Her answer reminded me of a favorite quote from her book ‘Writing Down the Bones: Freeing the Writer Within’ “Write what disturbs you, what you fear, what you have not been willing to speak about. Be willing to be split open.”
If you were to have asked me “What has been the most difficult thing for you to write about?” a year ago, I would have been unable to split open to answer you. Hell, last week I couldn’t. I’ve hemmed and hawed about hitting publish on this post for months. Now, I feel that I must. Not because I am stronger or wholly ready – but because of the recent death of one of my husband’s oldest friends and the many deaths of friends in the months since. These losses have made us pay attention to the fact that time is precious. I personally don’t want to wait to speak my truth any longer.

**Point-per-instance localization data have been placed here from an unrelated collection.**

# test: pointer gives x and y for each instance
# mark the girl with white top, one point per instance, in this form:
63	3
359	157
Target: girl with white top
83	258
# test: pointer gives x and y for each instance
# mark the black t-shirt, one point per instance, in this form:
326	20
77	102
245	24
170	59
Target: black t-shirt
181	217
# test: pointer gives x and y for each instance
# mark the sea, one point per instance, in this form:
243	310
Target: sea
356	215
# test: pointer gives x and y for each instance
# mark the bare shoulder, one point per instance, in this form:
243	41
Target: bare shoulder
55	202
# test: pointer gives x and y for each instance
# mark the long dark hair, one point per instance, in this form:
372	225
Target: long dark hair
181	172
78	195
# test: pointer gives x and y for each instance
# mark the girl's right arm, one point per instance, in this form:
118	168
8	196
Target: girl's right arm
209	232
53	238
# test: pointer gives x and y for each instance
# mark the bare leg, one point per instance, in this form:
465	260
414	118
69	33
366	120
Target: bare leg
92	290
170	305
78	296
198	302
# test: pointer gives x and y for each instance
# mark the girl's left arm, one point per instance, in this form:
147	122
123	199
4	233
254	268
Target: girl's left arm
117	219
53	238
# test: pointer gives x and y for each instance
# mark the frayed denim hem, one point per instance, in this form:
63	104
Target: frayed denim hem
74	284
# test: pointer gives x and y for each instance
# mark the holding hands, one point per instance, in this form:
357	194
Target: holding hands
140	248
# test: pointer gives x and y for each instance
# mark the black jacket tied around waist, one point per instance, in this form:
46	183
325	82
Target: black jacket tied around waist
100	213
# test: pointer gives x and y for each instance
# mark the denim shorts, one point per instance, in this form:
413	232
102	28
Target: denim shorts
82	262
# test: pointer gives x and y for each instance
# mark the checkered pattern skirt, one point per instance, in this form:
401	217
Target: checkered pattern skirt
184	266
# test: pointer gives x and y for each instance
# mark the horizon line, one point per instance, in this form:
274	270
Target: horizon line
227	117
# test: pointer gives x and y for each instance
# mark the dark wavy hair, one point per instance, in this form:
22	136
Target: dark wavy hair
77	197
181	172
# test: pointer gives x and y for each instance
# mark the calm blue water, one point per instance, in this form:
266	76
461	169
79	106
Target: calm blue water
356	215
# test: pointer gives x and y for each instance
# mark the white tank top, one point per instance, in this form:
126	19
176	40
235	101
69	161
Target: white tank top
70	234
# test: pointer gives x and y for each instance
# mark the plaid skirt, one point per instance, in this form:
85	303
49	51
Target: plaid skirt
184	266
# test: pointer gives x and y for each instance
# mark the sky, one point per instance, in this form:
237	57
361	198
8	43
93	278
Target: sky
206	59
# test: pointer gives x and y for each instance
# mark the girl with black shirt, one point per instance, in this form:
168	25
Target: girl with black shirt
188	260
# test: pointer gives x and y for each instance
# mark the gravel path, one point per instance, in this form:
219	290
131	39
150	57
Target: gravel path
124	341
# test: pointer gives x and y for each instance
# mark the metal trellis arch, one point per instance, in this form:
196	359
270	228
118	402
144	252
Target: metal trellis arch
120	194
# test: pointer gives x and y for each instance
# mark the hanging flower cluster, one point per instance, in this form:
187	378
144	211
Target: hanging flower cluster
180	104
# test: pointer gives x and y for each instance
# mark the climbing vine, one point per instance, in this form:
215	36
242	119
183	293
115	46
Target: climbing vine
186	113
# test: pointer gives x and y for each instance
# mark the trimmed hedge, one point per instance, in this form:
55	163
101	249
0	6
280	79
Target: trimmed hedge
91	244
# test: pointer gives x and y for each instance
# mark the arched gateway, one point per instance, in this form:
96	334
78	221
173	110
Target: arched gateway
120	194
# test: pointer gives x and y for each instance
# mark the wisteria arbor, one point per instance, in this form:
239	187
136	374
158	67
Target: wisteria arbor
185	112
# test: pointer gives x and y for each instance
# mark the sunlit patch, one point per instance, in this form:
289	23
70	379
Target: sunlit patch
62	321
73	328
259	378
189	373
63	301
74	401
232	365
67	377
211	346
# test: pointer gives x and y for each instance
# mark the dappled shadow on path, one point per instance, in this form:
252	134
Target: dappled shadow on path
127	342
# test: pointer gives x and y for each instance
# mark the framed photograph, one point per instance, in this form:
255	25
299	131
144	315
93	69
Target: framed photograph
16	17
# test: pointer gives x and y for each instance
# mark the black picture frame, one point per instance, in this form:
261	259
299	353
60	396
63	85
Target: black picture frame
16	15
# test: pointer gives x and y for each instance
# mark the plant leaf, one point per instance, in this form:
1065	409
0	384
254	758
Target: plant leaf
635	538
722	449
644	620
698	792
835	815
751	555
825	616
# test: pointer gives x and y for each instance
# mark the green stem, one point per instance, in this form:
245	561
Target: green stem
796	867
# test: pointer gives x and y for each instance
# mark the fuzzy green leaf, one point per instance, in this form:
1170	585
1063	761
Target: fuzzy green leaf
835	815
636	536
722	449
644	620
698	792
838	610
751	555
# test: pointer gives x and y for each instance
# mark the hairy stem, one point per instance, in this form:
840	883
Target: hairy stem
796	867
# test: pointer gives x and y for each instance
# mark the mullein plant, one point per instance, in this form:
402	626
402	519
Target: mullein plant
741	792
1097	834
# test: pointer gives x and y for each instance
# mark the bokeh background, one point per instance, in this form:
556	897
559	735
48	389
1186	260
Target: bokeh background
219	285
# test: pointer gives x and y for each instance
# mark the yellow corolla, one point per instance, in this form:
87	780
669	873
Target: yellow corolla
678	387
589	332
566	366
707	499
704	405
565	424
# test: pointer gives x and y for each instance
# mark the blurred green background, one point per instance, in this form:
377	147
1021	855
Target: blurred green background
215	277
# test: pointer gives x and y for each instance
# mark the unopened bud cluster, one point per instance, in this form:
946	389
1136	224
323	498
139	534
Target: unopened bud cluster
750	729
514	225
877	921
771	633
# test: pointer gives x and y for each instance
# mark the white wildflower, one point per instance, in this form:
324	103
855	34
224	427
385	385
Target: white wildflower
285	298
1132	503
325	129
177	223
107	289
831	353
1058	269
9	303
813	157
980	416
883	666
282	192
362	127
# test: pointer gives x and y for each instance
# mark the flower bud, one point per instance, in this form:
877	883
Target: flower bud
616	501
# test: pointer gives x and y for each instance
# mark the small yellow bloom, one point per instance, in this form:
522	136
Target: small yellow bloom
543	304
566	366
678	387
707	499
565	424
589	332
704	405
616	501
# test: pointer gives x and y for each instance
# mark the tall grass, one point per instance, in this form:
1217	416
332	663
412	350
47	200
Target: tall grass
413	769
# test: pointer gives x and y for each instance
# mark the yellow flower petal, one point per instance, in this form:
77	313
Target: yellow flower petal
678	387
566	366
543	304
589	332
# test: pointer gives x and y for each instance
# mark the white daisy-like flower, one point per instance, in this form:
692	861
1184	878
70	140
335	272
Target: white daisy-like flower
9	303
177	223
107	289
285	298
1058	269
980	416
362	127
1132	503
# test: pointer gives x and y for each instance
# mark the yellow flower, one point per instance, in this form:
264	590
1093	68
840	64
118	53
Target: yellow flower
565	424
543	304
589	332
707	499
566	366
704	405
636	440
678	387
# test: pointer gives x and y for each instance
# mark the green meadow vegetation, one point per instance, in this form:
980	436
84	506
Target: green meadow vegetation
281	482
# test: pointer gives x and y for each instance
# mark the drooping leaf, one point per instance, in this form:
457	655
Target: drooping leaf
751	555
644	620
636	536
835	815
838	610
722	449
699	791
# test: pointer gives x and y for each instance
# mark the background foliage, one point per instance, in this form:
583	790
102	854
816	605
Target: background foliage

The most difficult thing for me to write about has been my abuse.
Severe childhood abuse led into physical/emotional/financial abuse throughout my life. A pattern of misdirected attempts to gain the love and affection I rarely felt as a child developed and my desire for that elusive love and compassion were/are often exploited. People pleasing and working to the point of exhaustion for zero or unsustainable pay brought me more unhealthy personal/professional relationships. Poor self-care habits and trusting the wrong people cost me dearly. While working to bring a community together, I was falling apart. Facing a series of deaths, miscarriage, my dying biological mother with Alzheimer’s disease and a toxic family dynamic – I found solace in meditation, cooking, knitting/sewing/making, and reading. I retreated from so many things that brought me joy to focus on the tough task of coming to terms with my childhood abuse and the impact it has had thus far in my life. Going no contact with my ‘toxic to me’ family/associates and “friends” has given me freedom to remember, acknowledge, and write privately about my truth.
I’ve spent my life pretending that everything was okay when it wasn’t. So many of us do. All those years of silence, fear, shame… it was suffocating.
“Writers end up writing about their obsessions. Things that haunt them; things they can’t forget; stories they carry in their bodies waiting to be released.” ― Natalie Goldberg
Just because I haven’t been practicing what I preach on my websites, writing IS still part of my everyday life. I felt paralyzed to press send on so many of my draft posts because I didn’t think I was ready. My blog has sat fallow, aside from a stray recipe or review, and I haven’t been honest in my public writing for years. I’m sorry for that. I’ve needed the space and time to find my words. I couldn’t bear to face the world with a fake smile… and like most abuse survivors, I’ve struggled speaking up. Writing about childhood abuse is painful, and it changes relationships. Some people have used the knowledge of my torment for their personal gain or worse. Others have shown kindness and given me support, space, and privacy I needed to unpack all of my traumas and find my center. Trying to make sense of it all hasn’t been easy, but it has been worth it. Thanks to each of you who continue to respect my boundaries and show me love, compassion, and empathy! I am deeply grateful for my dear husband who gives me room to heal, reminds me I am loved and encourages me to read, create art, and write every day.
I’ll work on pressing publish more often but I won’t apologize for taking the time that I need to heal.
“Because one believes in oneself, one doesn’t try to convince others. Because one is content with oneself, one doesn’t need others’ approval. Because one accepts oneself, the whole world accepts him or her.” – Lao Tzu
So… I ask you “What has been the most difficult thing for you to write about?”